Far from having an energy production, supply and distribution machine that is robust and flexible as claimed, the UK’s is in a mess.
It may even be bordering on decrepit and is certainly being dragged down by companies that prioritise boardroom bonuses and shareholders over customers.
Supplies shambles
That we are in a mess is well illustrated by the appalling gas supplies crisis that has sent prices to domestic and business consumers through the roof, with government lamely mewling that it has been in discussion with suppliers about getting a grip on prices, whilst dodging doing anything that can be described as actually concrete.
Such as axing VAT, though this would in reality be a miserable token gesture that does nothing for those most threatened by rocketing prices.
Such as lining up major gas producers, especially, and ordering them to divert all production to the home market, even if it means breaking supplies contracts to whomever, wherever overseas.
After all, this is freebooting, post-Brexit Britain, is it not?
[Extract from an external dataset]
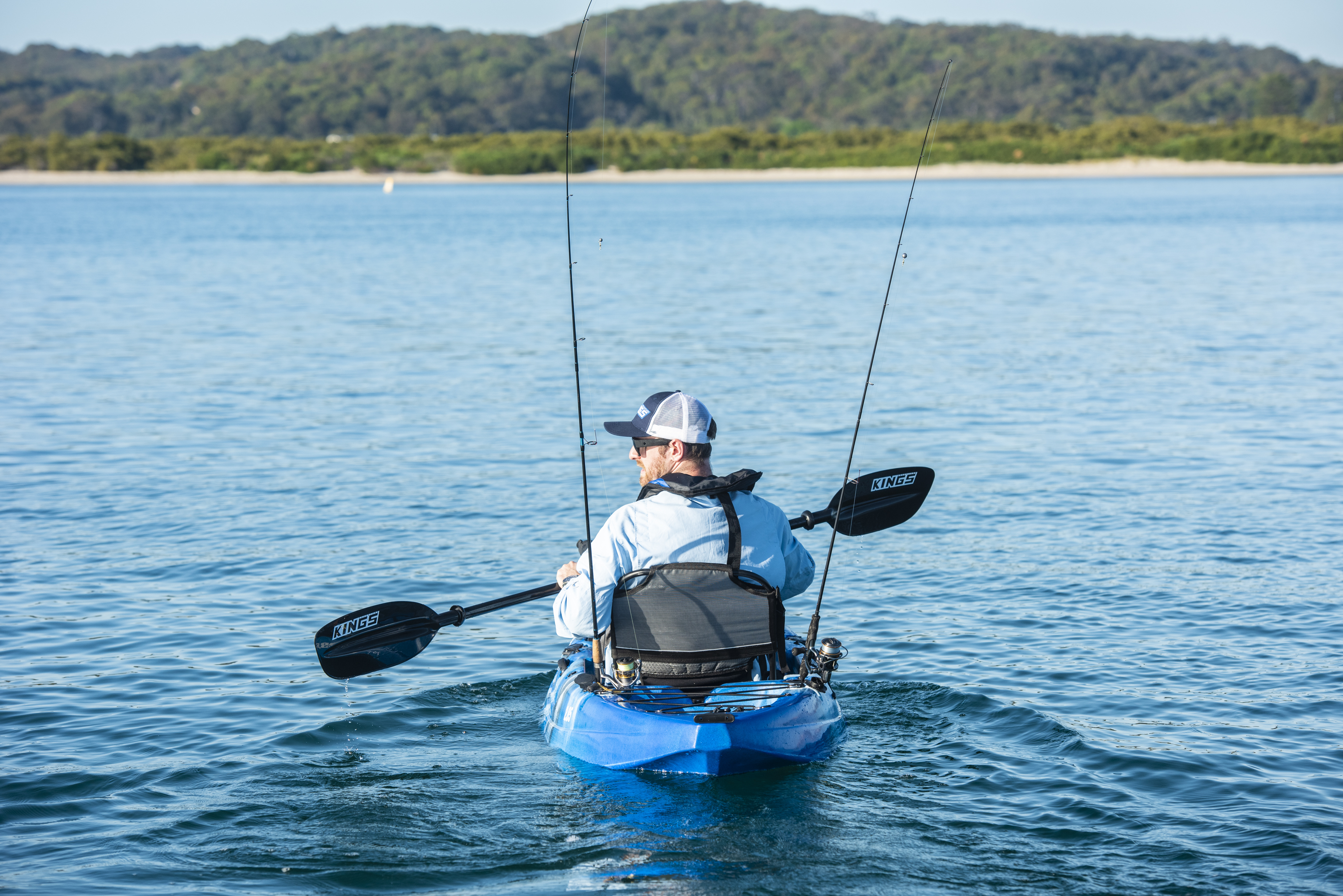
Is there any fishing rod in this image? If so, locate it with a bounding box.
[798,59,952,680]
[313,466,934,680]
[564,0,602,669]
A country that has regained freedoms to do what it likes, when it wants, is it not?
There will be literally millions of Britons struggling to make ends meet in these deeply troubling, galloping inflation-wracked times, and who will be thinking precisely the above.
And wondering why a country that still produces the bulk of its theoretical gas requirements goes on to export a large chunk of that production, and then having to source expensive imports.
Some numbers for you from BEIS, the same government department that sent Shell packing over its original Jackdaw gas field development, though I understand that talks are back on and may succeed this time.
According to BEIS: sales of UKCS-produced gas to foreign buyers between September and November 2021 were double the same period the year before.
Total exports amounted to 31,975 gigawatt hours for the three-month period, compared with 15,380 in 2020 and 19,633 in 2019. One reason why exports are galloping is because no-one, including government, is prepared to invest in gas storage to act as a quasi-strategic reserve pressure relief valve for balancing domestic requirements. So we’re stuffed.
Around half of UK demand was satisfied from the UKCS in 2020.
However, this is a free-market economy. Business has free reign to do what it wants.
Well, not quite. Some have been quick to accuse Big Oil of profiteering.
It currently faces calls for a windfall tax on North Sea production as commodity prices are healthy.
Prior chancellors Geoffrey Howe (Tory) did this in 1980 and Gordon Brown (New Labour) wielded the tax stick in 2005, implementing a £2billion “smash and grab”, including a surcharge.
Trade association Offshore Energies UK (formerly Oil & Gas UK) has pointed out the Treasury is already looking forward to an extra £3.5 billion in taxes from the sector during the two years from last April, as a result of higher oil and gas prices.
But the pressure on Chancellor Rishi Sunak can only grow. We are experiencing a global hydrocarbons supplies crisis and it’s not about to ease tomorrow.
Knackered wires
The other aspect I want to touch on is the state of the UK’s power distribution networks, which have suffered severe damage as a result of just two storms in what has otherwise been a relatively benign winter.
OK, Storm Arwen attacked us with hurricane-force winds at peak. It was a heavy-duty beast and it knocked out much of SSEN’s network in Scotland.
Well. Yes, infrastructure can and does fail in such events.
But the most shocking aspect of the SSEN network failures, including where I live on the Aberdeenshire coast just north of Aberdeen is not the failures per se, but the incredible length of time taken to get everything back up and running. Over a week for far too many homes and businesses.
As I write this, Storm Malik has sliced its way through Eastern Scotland and NE England. Once again there were massive power cuts, with 19,000 Scottish households blacked out.
What angers me is the village where I live was knocked out both by Arwen and Malik. My daughter who lives elsewhere suffered the same fate. That and the staggering amount of damage inflicted to the wires network by trees because SSEN had for too long neglected basic wayleave husbandry by keeping trees in check. And so-on.
As the Great Energy Transition proceeds apace across the British Isles over the current decade and beyond, there is a very serious need for energy companies and government to get their respective and collective acts together and fast.